One study found that patients who believed their illness was out of their control showed the slowest progression to full recovery, long after the initial vestibular injury had healed. The study revealed that the patient who compensated well was one who, at the psychological level, was not afraid of the symptoms and had some positive control over them. Notably, a reduction in negative beliefs over time was greater in those patients treated with rehabilitation than in those untreated. "Of utmost importance, baseline beliefs were the only significant predictor of change in a handicap at 6 months follow-up."

===Medication===
Vestibular neuritis is generally self-limiting. Treatment with drugs is neither effective nor necessary. The effect of glucocorticoids has been studied; they have not been found to affect the long-term outcome significantly .

Symptomatic treatment with antihistaminics such as cinnarizine, however, can be used to suppress the symptoms of vestibular neuritis as it spontaneously regresses. Prochlorperazine is another commonly prescribed medication to help alleviate the symptoms of vertigo and nausea.

===Mental disorders===
Because mood disorders can hamper recovery from labyrinthitis, treatment may also include any co-occurring anxiety disorder or depression. Severe anxiety episodes are usually addressed by short-term benzodiazepine therapy.

==Prognosis==
Recovery from acute labyrinthine inflammation generally takes from one to six weeks. It is not uncommon for residual symptoms such as dysequilibrium and dizziness to last for a couple of months.

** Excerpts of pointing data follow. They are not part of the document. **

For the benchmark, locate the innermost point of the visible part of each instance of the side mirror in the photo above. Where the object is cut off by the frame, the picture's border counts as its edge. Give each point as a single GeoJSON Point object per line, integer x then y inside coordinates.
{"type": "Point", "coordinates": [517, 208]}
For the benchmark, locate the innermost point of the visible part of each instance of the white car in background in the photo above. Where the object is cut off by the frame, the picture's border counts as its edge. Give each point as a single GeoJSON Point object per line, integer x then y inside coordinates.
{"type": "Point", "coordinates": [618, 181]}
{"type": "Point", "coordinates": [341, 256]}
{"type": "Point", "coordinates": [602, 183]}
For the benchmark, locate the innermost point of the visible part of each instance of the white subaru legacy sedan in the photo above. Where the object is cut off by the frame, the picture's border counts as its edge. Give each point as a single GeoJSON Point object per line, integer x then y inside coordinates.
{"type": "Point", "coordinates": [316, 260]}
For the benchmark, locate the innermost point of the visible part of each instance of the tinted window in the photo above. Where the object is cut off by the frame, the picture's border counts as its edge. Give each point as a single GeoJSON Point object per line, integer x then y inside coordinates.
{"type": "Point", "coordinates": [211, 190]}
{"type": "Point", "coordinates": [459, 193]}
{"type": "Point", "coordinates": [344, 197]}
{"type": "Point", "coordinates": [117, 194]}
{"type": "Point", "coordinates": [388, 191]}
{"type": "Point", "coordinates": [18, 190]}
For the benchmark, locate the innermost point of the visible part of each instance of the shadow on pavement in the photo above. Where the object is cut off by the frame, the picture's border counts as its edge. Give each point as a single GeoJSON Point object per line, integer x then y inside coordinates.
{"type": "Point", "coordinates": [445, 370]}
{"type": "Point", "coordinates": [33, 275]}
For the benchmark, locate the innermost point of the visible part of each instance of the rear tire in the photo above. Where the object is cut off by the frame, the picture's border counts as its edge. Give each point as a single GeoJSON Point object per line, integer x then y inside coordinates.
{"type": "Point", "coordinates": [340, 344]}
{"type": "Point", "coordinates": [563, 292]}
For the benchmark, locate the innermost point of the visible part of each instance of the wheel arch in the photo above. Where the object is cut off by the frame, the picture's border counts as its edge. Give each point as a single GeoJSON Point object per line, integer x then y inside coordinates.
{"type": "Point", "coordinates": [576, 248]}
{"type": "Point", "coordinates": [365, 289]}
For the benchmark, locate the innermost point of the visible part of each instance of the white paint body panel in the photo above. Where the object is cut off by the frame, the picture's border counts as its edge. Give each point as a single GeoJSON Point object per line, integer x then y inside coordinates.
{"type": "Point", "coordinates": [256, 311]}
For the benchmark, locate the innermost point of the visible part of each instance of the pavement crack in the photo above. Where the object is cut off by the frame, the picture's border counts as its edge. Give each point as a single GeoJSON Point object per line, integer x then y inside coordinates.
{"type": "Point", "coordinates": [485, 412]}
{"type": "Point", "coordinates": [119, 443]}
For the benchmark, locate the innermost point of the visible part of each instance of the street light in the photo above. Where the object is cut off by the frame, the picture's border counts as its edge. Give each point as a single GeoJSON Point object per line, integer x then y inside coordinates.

Recovery from a temporarily damaged inner ear typically follows two phases:
1. An acute period, which may include severe vertigo and vomiting
2. approximately two weeks of sub-acute symptoms and rapid recovery

== Epidemiology ==
The prevalence of vestibular neuritis is approximately 3.5 cases per 100,000 people. It typically occurs in those aged 30 to 60 years, and there are no significant differences between male and female incidence rates. In 95% of cases, sufferers experience a single attack and fully recover. Vestibular rehabilitation showed a statistically significant increase in controlling symptoms over no intervention in people who have vestibular neuritis.